What is Dynamic Analysis?
Dynamic analysis, also called dynamic code analysis, is the process of analyzing computer software by executing the program in real-time. The objective is to find errors in a program while it is running, rather than by repeatedly examining the code offline—in contrast to static analysis.
When applied specifically to security testing, dynamic analysis is known as Dynamic Application Security Testing (DAST).
What kind of problems can dynamic analysis find?
Dynamic analysis excels at finding issues that only manifest when code actually runs:
- Memory errors — leaks, buffer overflows, use-after-free (see Memory Safety)

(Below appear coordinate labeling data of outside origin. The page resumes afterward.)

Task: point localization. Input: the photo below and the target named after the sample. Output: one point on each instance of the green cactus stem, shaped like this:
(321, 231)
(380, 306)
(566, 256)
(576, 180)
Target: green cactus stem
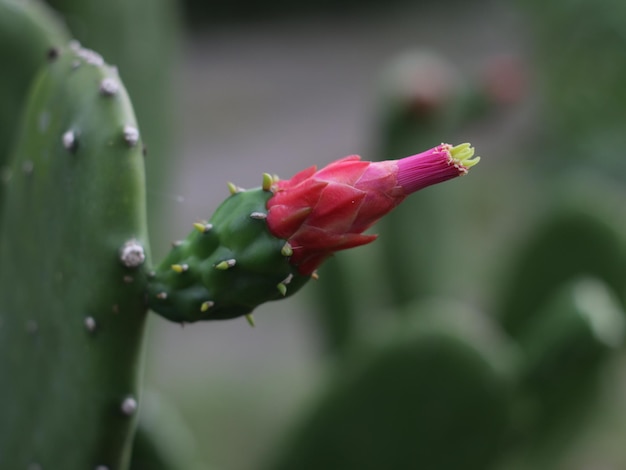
(227, 266)
(21, 58)
(72, 244)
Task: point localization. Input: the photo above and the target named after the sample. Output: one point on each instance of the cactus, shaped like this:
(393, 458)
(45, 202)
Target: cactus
(435, 392)
(566, 346)
(74, 242)
(141, 39)
(19, 19)
(225, 267)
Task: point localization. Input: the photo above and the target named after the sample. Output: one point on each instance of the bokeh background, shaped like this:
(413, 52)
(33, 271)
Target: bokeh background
(484, 329)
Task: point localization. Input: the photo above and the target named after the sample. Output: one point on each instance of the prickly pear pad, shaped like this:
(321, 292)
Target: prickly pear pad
(226, 267)
(72, 239)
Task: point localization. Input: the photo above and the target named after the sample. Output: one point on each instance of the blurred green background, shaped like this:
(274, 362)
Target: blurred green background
(484, 329)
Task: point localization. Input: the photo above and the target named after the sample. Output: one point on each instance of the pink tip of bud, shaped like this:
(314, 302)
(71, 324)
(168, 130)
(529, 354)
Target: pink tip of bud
(321, 212)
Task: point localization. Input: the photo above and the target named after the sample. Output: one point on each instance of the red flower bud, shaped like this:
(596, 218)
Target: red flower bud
(320, 212)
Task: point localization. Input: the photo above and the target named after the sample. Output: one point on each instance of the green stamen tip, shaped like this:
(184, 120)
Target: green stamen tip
(462, 154)
(286, 250)
(282, 288)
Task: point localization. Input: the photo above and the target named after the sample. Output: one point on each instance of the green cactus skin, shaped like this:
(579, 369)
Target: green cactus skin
(226, 267)
(579, 47)
(566, 348)
(23, 58)
(434, 396)
(141, 38)
(73, 308)
(568, 241)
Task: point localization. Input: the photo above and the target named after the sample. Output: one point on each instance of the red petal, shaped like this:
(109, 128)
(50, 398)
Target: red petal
(336, 208)
(283, 221)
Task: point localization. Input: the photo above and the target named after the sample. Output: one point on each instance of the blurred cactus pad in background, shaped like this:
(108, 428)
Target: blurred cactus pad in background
(482, 330)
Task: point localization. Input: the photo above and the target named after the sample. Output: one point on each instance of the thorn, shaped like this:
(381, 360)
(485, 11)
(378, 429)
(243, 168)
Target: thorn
(132, 254)
(233, 189)
(70, 141)
(286, 250)
(203, 227)
(109, 87)
(180, 268)
(131, 135)
(129, 406)
(282, 288)
(90, 324)
(226, 264)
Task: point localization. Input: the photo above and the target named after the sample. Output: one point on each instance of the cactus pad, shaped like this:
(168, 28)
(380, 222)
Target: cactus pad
(227, 266)
(73, 236)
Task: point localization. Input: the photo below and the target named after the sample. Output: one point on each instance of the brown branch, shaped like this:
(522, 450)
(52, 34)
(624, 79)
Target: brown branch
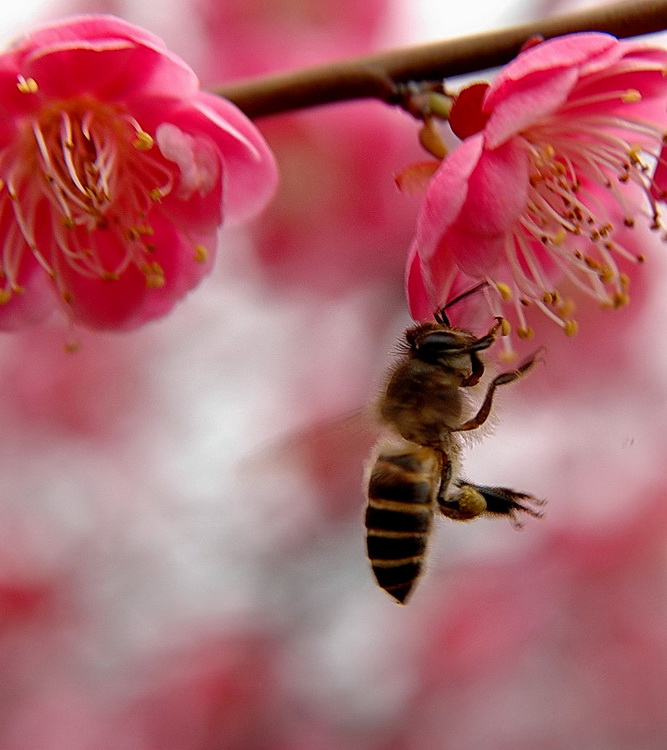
(375, 76)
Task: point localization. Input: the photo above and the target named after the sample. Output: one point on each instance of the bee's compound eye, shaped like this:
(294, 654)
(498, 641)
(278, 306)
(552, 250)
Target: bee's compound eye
(440, 341)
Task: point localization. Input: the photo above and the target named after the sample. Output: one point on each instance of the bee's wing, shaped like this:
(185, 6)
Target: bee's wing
(328, 455)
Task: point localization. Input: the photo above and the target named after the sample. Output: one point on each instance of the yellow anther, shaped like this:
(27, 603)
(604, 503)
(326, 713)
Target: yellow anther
(631, 95)
(27, 85)
(431, 140)
(559, 237)
(620, 299)
(154, 275)
(571, 328)
(143, 141)
(566, 308)
(504, 290)
(548, 152)
(439, 105)
(606, 274)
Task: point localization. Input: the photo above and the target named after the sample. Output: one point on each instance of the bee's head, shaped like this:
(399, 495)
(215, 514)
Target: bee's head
(452, 348)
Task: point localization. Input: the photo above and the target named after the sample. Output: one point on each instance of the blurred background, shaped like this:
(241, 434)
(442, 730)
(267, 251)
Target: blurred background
(182, 562)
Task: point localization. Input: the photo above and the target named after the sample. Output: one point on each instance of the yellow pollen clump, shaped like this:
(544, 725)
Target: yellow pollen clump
(631, 95)
(143, 141)
(509, 355)
(27, 85)
(571, 328)
(201, 254)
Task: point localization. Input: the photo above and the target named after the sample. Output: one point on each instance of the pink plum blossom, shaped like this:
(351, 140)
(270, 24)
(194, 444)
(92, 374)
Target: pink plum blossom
(551, 170)
(117, 172)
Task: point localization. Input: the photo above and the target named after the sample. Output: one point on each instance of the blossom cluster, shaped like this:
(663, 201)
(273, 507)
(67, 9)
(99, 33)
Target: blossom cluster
(116, 172)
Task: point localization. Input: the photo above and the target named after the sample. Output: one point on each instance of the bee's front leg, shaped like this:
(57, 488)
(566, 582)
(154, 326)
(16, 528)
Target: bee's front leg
(503, 379)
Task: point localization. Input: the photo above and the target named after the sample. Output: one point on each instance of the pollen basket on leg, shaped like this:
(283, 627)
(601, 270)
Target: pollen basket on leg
(99, 172)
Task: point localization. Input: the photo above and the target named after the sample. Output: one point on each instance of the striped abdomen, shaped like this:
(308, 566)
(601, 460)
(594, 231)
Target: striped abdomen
(401, 499)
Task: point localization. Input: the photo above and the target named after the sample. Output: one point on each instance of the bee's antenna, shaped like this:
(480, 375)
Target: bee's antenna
(440, 315)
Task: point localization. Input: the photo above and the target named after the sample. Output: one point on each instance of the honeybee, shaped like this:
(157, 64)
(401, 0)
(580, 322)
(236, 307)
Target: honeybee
(415, 465)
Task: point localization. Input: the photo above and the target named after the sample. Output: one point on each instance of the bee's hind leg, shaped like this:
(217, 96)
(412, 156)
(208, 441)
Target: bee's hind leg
(471, 500)
(502, 501)
(463, 504)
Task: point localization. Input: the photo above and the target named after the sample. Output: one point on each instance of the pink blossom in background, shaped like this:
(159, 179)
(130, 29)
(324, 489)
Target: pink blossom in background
(338, 222)
(117, 172)
(250, 37)
(537, 197)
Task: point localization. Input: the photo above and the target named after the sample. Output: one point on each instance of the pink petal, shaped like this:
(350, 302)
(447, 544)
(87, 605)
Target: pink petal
(562, 52)
(128, 302)
(250, 173)
(446, 194)
(497, 195)
(108, 69)
(418, 291)
(534, 97)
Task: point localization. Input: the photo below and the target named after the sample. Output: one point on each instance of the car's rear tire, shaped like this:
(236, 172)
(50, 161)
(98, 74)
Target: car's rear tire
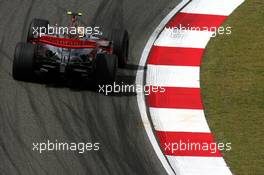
(120, 40)
(23, 64)
(106, 68)
(37, 24)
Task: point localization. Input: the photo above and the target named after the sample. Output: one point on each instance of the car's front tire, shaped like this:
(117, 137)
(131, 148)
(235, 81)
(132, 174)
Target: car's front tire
(120, 40)
(40, 25)
(23, 63)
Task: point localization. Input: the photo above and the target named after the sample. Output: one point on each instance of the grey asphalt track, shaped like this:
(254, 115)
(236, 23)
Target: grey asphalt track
(31, 112)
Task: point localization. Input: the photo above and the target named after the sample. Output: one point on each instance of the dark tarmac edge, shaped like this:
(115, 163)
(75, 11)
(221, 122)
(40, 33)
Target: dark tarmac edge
(31, 112)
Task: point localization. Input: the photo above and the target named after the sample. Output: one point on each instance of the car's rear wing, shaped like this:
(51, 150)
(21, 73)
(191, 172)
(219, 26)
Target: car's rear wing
(66, 42)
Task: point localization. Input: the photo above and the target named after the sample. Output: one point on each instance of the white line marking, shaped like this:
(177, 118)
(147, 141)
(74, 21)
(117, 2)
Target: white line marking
(179, 120)
(173, 76)
(183, 38)
(141, 97)
(212, 7)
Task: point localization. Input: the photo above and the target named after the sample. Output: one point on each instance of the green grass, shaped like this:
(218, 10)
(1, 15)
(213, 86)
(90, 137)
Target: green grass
(232, 79)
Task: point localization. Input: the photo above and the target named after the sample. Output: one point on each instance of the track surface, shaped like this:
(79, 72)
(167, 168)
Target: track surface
(35, 112)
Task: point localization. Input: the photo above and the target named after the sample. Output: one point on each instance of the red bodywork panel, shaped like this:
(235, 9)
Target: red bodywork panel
(66, 42)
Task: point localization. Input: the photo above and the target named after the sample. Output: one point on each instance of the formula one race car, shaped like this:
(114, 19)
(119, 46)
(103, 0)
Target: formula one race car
(71, 56)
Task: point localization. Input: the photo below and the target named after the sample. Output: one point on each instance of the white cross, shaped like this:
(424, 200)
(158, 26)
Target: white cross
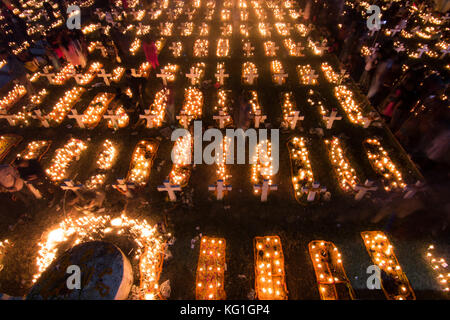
(422, 50)
(124, 187)
(411, 190)
(148, 117)
(48, 75)
(363, 189)
(43, 119)
(445, 52)
(223, 119)
(9, 117)
(113, 117)
(400, 48)
(331, 118)
(221, 75)
(259, 118)
(220, 189)
(292, 120)
(105, 76)
(77, 117)
(298, 50)
(173, 47)
(279, 77)
(192, 75)
(170, 188)
(251, 76)
(163, 75)
(315, 188)
(248, 49)
(265, 188)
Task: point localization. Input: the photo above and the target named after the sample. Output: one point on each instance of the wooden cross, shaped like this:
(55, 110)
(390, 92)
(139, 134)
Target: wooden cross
(311, 76)
(315, 188)
(170, 188)
(265, 188)
(292, 120)
(186, 118)
(363, 189)
(113, 117)
(163, 75)
(248, 49)
(279, 77)
(124, 187)
(221, 75)
(8, 117)
(77, 117)
(223, 119)
(422, 50)
(331, 118)
(69, 185)
(48, 75)
(43, 119)
(272, 49)
(220, 189)
(259, 118)
(445, 52)
(411, 190)
(148, 117)
(251, 76)
(105, 76)
(192, 75)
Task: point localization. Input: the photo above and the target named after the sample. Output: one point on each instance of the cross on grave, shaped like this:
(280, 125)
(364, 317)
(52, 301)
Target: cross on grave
(265, 188)
(77, 117)
(8, 117)
(48, 75)
(445, 52)
(311, 76)
(192, 75)
(148, 117)
(331, 118)
(163, 75)
(363, 189)
(315, 188)
(411, 190)
(221, 75)
(251, 76)
(114, 118)
(258, 118)
(99, 13)
(292, 120)
(135, 73)
(248, 49)
(186, 118)
(173, 47)
(124, 187)
(170, 188)
(279, 77)
(272, 49)
(43, 119)
(69, 185)
(422, 50)
(223, 119)
(400, 48)
(220, 189)
(105, 76)
(298, 50)
(367, 121)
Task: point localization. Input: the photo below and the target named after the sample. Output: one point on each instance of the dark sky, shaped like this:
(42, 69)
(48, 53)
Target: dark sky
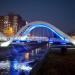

- Concurrency bugs — race conditions, deadlocks, thread safety violations
- Performance bottlenecks — slow functions, inefficient algorithms under real load
- Security vulnerabilities — injection flaws, authentication bypasses, exposed endpoints
- Code coverage gaps — untested paths, unreachable code in practice
How dynamic analysis works
Dynamic analysis tools instrument running programs to observe their behavior:
- Profilers measure execution time, memory usage, and call frequency
- Sanitizers detect memory errors, undefined behavior, and data races
- Fuzzers generate random inputs to find crash-inducing edge cases
- Security scanners probe applications for exploitable vulnerabilities
Static vs dynamic analysis
| Dynamic Analysis | Static Analysis |
|---|---|
| Tests actual execution | Analyzes code structure |
| No false positives on detected issues | May flag non-issues |
| Limited to tested paths | Examines all code paths |
| Requires running environment | Works on source code alone |
| Catches runtime-specific bugs | Catches bugs at compile time |
Dynamic analysis in security
DAST tools perform dynamic analysis on web applications by:
- Crawling the application to discover endpoints
- Sending malicious inputs to test for vulnerabilities
- Analyzing responses for signs of exploitation
Unlike SAST, DAST finds vulnerabilities that are actually exploitable in the running application, but it can only test exposed interfaces and requires a deployed environment.